Quelle que soit la fonction de l’ISA activée, aucune ne sera jamais contraignante pour le conducteur. Autrement dit, même en mode régulateur de vitesse, un conducteur pourra accélérer au-delà de la limite autorisée. À Bruxelles, l’association European Transport Safety Council (ETSC) a souhaité qu’une limite de vitesse non franchissable soit imposée techniquement, en vain. Elle s’est opposée aux constructeurs, représentés par l’Association des constructeurs européens d’automobiles (ACEA). Cette dernière a convaincu la Commission de ne pas adopter une régulation automatique des vitesses, invoquant notamment un possible manque de fiabilité dans la lecture des panneaux. Pourtant, une étude commandée par cette même association à deux instituts de recherche en sécurité routière montre qu’un système contraignant aurait davantage amélioré la sécurité routière. L’ISA, tel qu’il a été adopté, devrait réduire le nombre de tués de 3,5 % alors que sa version automatisée aurait pu épargner entre 5,2 % et 8,7 % de vies.
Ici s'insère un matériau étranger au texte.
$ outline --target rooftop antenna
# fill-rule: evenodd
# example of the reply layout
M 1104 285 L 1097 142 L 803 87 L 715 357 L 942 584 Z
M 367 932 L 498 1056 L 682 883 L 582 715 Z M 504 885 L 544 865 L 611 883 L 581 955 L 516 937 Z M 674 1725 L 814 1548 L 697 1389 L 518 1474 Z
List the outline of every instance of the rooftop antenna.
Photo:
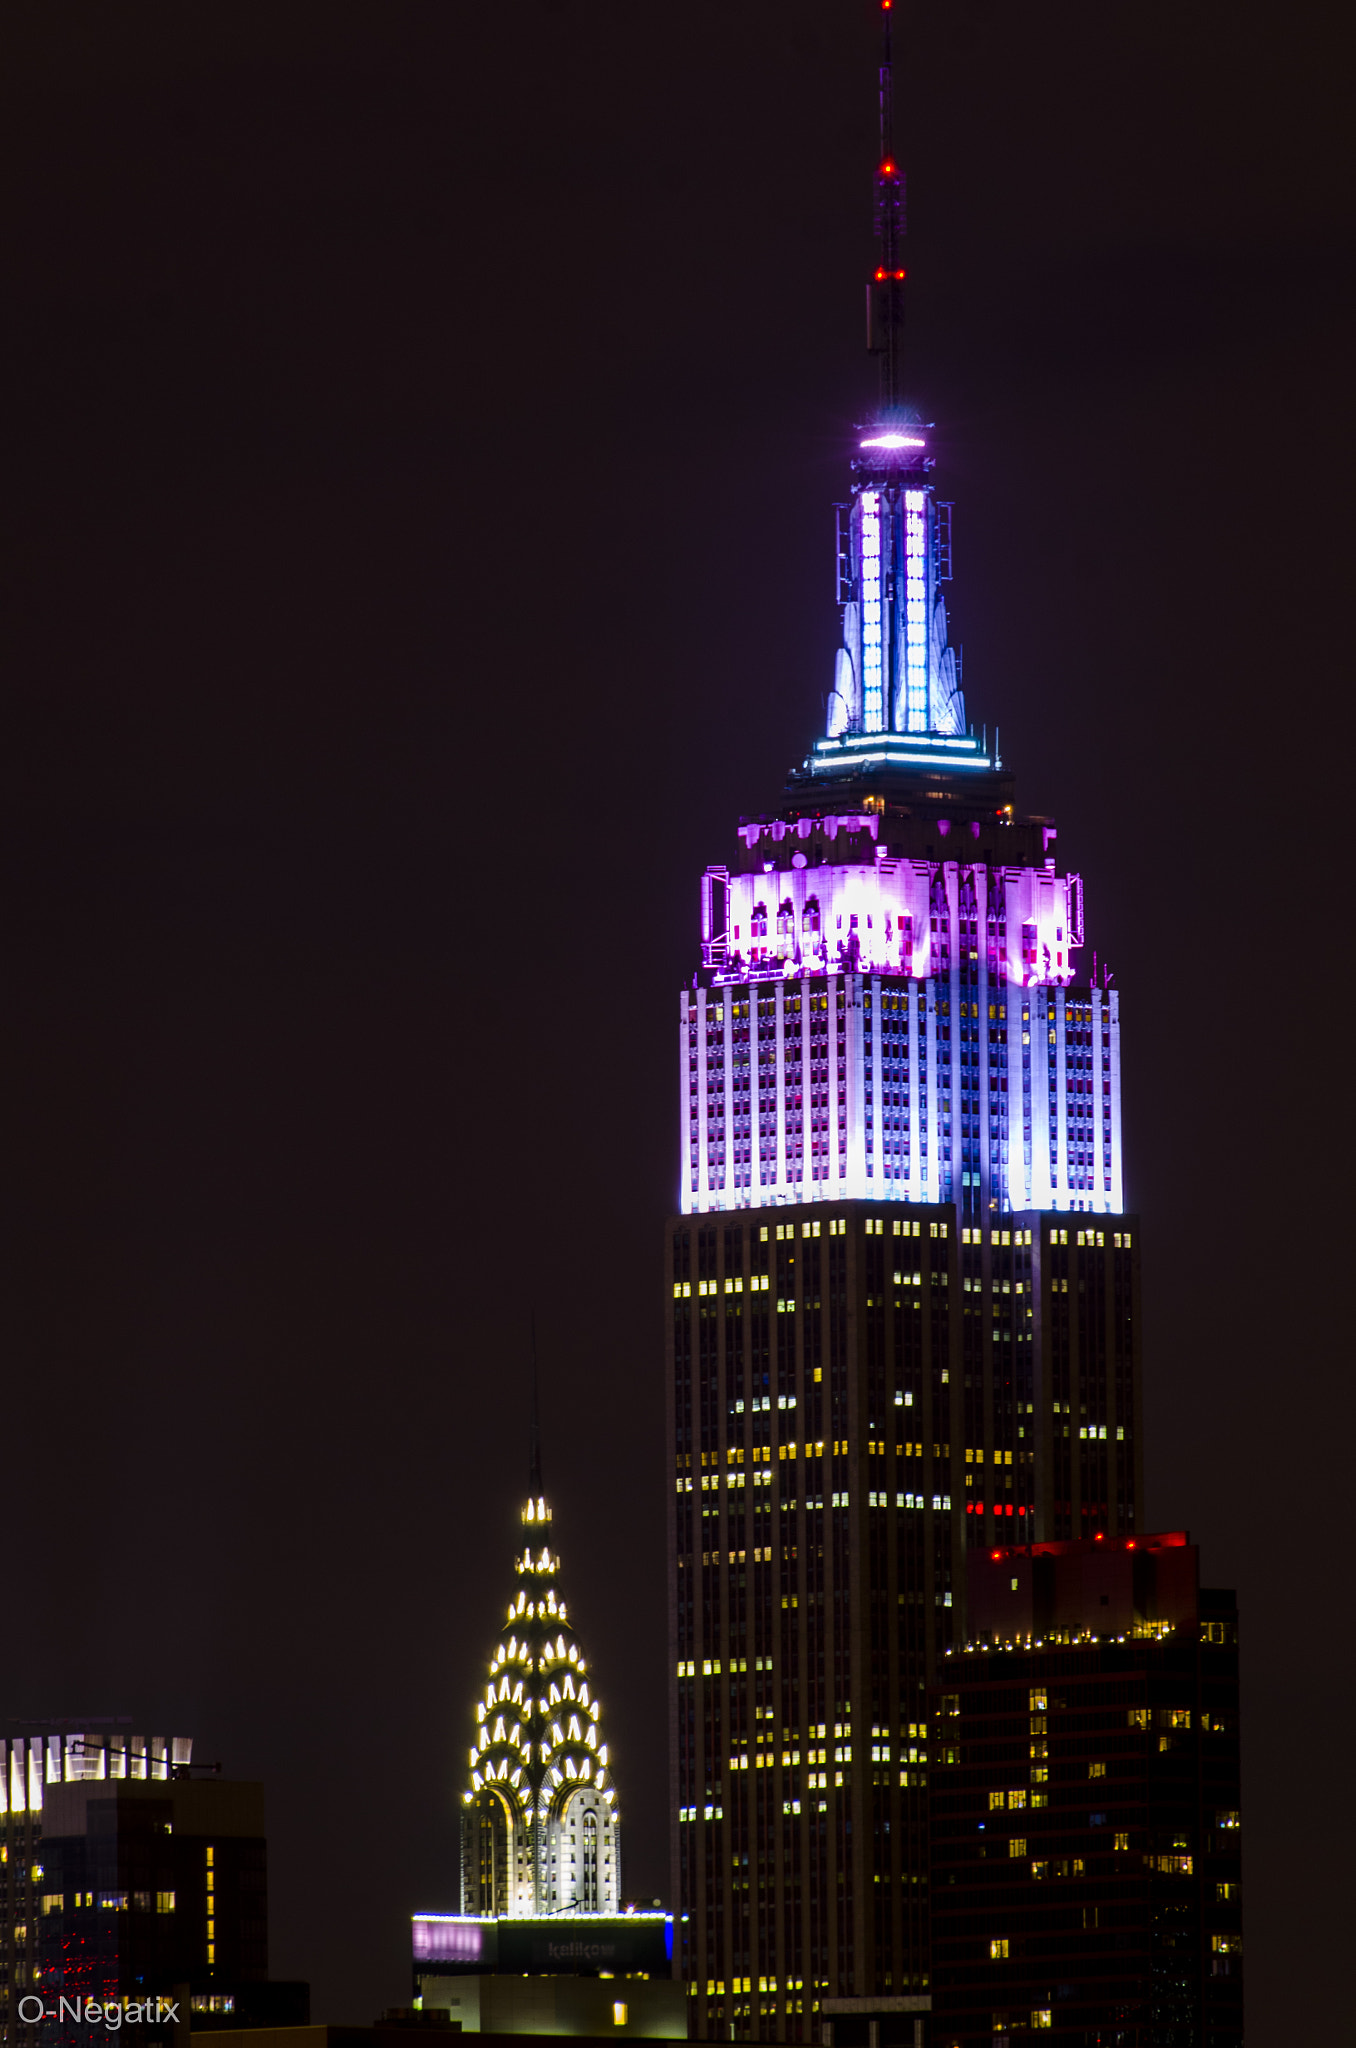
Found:
M 527 1491 L 531 1499 L 540 1500 L 541 1485 L 541 1405 L 537 1386 L 537 1311 L 532 1311 L 532 1417 L 527 1432 Z
M 867 347 L 880 358 L 880 402 L 900 403 L 904 372 L 904 173 L 895 160 L 894 60 L 891 17 L 894 0 L 880 0 L 880 155 L 876 163 L 876 239 L 880 256 L 866 288 Z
Un impact positif sur la sécurité
En pratique, pour les conducteurs, l’ISA aura l’avantage de les rendre davantage maîtres de leur vitesse en leur évitant des écarts de conduite involontaires. En revanche, l’ISA ne pourra rien pour les conducteurs résolus à s’affranchir des limitations de vitesse. Il ne fera pas non plus peser sur eux un risque accru de sanction. “Compte tenu, de l’utilisation des données par l’ISA, celles-ci seront collectées anonymement et elles ne seront reliées ni à un conducteur ni à un véhicule”, explique Dudley Curtis, responsable de la communication de l’ETSC. Dès lors, l’activation ou non de l’ISA n’aura aucune incidence en cas d’accident. En effet, aucune donnée nominative ne sera enregistrée par le système, ni ne servira aux forces de l’ordre ou aux assureurs pour déterminer d’éventuelles responsabilités.
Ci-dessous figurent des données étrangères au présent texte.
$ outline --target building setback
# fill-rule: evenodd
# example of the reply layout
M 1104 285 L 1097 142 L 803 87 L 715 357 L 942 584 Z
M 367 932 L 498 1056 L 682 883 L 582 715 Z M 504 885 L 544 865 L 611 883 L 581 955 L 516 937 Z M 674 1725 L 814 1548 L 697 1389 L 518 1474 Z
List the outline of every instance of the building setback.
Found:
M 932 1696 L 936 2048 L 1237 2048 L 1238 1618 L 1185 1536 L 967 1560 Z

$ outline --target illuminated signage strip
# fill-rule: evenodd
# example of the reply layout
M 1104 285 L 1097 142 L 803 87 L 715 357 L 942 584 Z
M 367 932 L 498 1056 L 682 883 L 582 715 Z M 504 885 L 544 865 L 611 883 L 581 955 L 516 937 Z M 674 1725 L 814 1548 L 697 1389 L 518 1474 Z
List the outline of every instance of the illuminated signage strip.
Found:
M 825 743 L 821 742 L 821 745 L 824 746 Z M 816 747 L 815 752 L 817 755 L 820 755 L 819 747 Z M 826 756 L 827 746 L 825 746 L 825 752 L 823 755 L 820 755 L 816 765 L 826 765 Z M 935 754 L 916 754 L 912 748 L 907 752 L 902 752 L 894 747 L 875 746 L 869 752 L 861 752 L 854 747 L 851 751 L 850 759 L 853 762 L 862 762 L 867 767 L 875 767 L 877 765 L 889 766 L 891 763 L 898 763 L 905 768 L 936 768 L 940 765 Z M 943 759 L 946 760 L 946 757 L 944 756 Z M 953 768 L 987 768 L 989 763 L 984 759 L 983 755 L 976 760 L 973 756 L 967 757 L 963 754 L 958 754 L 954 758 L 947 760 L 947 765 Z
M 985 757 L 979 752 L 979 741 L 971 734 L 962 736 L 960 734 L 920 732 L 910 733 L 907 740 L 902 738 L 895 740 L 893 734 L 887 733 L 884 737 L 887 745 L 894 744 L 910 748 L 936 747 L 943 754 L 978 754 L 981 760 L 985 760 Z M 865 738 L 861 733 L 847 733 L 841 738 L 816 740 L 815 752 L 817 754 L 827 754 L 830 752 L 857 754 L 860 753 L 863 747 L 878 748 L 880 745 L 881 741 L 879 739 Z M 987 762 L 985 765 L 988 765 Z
En revanche, l’ISA devrait apporter davantage de sérénité pour les conducteurs, moins préoccupés par les risques de dépassement de la vitesse autorisée donc plus attentifs aux autres paramètres liés à la conduite. Indirectement, le dispositif devrait contribuer à une meilleure sécurité.
C’est ce qu’a bien compris Ford qui est le premier constructeur à proposer dans sa gamme actuelle (voitures et utilitaires légers), un dispositif qui correspond déjà à l’ISA. Disponible dans un pack de technologies d’aides à la conduite, il équipe notamment la nouvelle Focus qui arrive en concessions. “Sur autoroute, la fonction régulateur permet de se caler automatiquement à 130 km/h en suivant les panneaux, explique Céline Armittage, responsable des relations presse de Ford France. À Paris, l’utilisation de la fonction limiteur est pratique pour respecter la nouvelle limitation à 30 km/h.” Des arguments bien compris par le constructeur américain qui devrait également permettre à l’ISA de gagner en popularité auprès des futurs utilisateurs en 2022, et particulièrement parmi ceux qui dévorent des kilomètres au volant d’un véhicule d’entreprise.
Jean-Philippe Arrouet
(1) Règlement délégué (UE) 2021/1958 de la Commission du 23/06/2021 complétant le règlement (UE) 2019/2144 du Parlement européen et du Conseil en établissant des règles détaillées relatives aux procédures d’essai et aux prescriptions techniques spécifiques (pour la réception par type des véhicules à moteur en ce qui concerne leurs systèmes d’adaptation intelligente de la vitesse et pour la réception par type de ces systèmes en tant qu’entités techniques distinctes).
(2) Catégories M1, M2, M3 et N1, N2, N3.